Differential equation substitution

If anyone could explicitly show me the steps of how this substitution works I'd be v. grateful

$ \frac{{dy}} {{dx}} = \frac{{x^2 + y^2 + 9xy}} {{9x^2 }} \Rightarrow \frac{{dy}} {{dx}} = \frac{1} {9}(1 + (\frac{y} {x})^2 ) + \frac{y} {x} $
May 23rd 2008, 12:20 PM
Krizalid

Now substitute $y=xz\implies y'=z+xz'$ and replace this into the equation.
May 24th 2008, 03:44 AM
dankelly07

is this substituion always valid for homogenous equations?
May 24th 2008, 05:59 AM
Krizalid

As far as I know, yes.

Unless someone wants to give another opinion.
May 25th 2008, 09:22 AM
dankelly07

just quickly one more thing...

Where does this v^2 come from in the last equation????

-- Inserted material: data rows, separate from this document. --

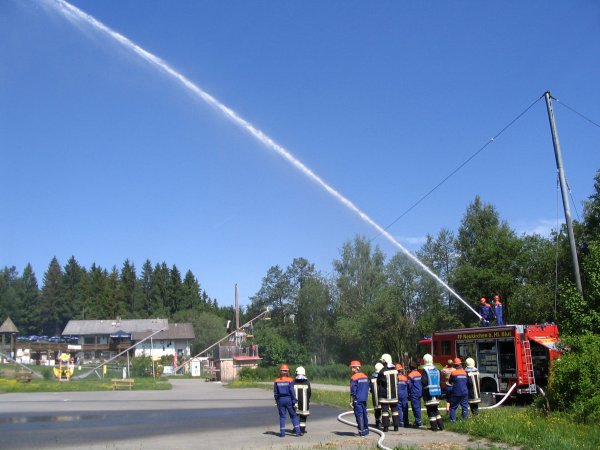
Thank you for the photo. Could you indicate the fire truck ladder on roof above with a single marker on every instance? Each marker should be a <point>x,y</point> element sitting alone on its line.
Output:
<point>531,389</point>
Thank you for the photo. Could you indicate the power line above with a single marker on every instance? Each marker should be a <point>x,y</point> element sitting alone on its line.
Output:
<point>464,163</point>
<point>576,112</point>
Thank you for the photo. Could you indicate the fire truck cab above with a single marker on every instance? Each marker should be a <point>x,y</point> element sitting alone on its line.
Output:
<point>504,355</point>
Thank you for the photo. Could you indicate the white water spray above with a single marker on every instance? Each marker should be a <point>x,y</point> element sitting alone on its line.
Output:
<point>77,16</point>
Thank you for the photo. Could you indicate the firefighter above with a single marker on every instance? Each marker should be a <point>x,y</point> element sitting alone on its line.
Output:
<point>387,388</point>
<point>359,393</point>
<point>498,310</point>
<point>402,397</point>
<point>474,393</point>
<point>415,392</point>
<point>446,372</point>
<point>432,391</point>
<point>285,398</point>
<point>485,311</point>
<point>374,395</point>
<point>460,391</point>
<point>302,391</point>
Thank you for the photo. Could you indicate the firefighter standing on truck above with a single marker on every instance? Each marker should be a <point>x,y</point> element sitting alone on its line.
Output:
<point>285,398</point>
<point>474,394</point>
<point>359,394</point>
<point>498,311</point>
<point>446,372</point>
<point>375,396</point>
<point>387,387</point>
<point>415,391</point>
<point>403,418</point>
<point>302,391</point>
<point>432,391</point>
<point>460,391</point>
<point>485,311</point>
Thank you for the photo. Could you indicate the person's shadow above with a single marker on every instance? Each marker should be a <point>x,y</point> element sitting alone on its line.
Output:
<point>344,433</point>
<point>271,433</point>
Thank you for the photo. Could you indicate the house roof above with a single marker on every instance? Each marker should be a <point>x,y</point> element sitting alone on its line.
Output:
<point>8,327</point>
<point>95,327</point>
<point>175,331</point>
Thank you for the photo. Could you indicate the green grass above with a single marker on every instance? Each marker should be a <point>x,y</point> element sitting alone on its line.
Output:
<point>88,384</point>
<point>528,428</point>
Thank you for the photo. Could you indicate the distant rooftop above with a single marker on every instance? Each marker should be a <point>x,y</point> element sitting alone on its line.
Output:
<point>96,327</point>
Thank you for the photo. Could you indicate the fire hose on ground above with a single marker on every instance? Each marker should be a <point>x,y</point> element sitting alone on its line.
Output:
<point>382,434</point>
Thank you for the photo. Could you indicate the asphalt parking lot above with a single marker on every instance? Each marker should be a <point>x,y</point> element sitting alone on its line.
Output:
<point>194,414</point>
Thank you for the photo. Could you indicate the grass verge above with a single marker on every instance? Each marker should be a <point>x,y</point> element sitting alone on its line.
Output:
<point>39,385</point>
<point>524,427</point>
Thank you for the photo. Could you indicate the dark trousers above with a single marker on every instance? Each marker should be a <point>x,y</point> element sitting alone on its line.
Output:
<point>403,412</point>
<point>415,404</point>
<point>474,408</point>
<point>284,404</point>
<point>385,414</point>
<point>455,402</point>
<point>362,420</point>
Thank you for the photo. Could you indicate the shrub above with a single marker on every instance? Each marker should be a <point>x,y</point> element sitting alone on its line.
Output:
<point>572,388</point>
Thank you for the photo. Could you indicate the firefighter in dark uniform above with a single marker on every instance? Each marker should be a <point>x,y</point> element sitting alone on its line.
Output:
<point>302,391</point>
<point>285,397</point>
<point>387,388</point>
<point>403,418</point>
<point>375,397</point>
<point>446,372</point>
<point>432,391</point>
<point>498,311</point>
<point>474,397</point>
<point>359,394</point>
<point>460,391</point>
<point>415,392</point>
<point>486,312</point>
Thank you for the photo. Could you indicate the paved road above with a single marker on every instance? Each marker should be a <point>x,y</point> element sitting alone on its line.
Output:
<point>192,415</point>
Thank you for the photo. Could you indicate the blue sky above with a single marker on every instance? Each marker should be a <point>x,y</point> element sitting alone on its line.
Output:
<point>106,158</point>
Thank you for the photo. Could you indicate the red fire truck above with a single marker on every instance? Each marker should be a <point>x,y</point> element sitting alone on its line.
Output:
<point>504,355</point>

$ \frac{{dy}} {{dx}} = \frac{{3y - x}} {{x + y}} $

so use
$ y = vx $

$ v + xv' = \frac{{3v - 1}} {{1 + v}} $

$ xv' = \frac{{3v - 1 - v - v^2 }} {{1 + v}} $
May 25th 2008, 10:50 AM
Krizalid

$\frac{3v-1}{1+v}-v=\frac{3v-1-v-v^{2}}{1+v}.$

It's just algebra.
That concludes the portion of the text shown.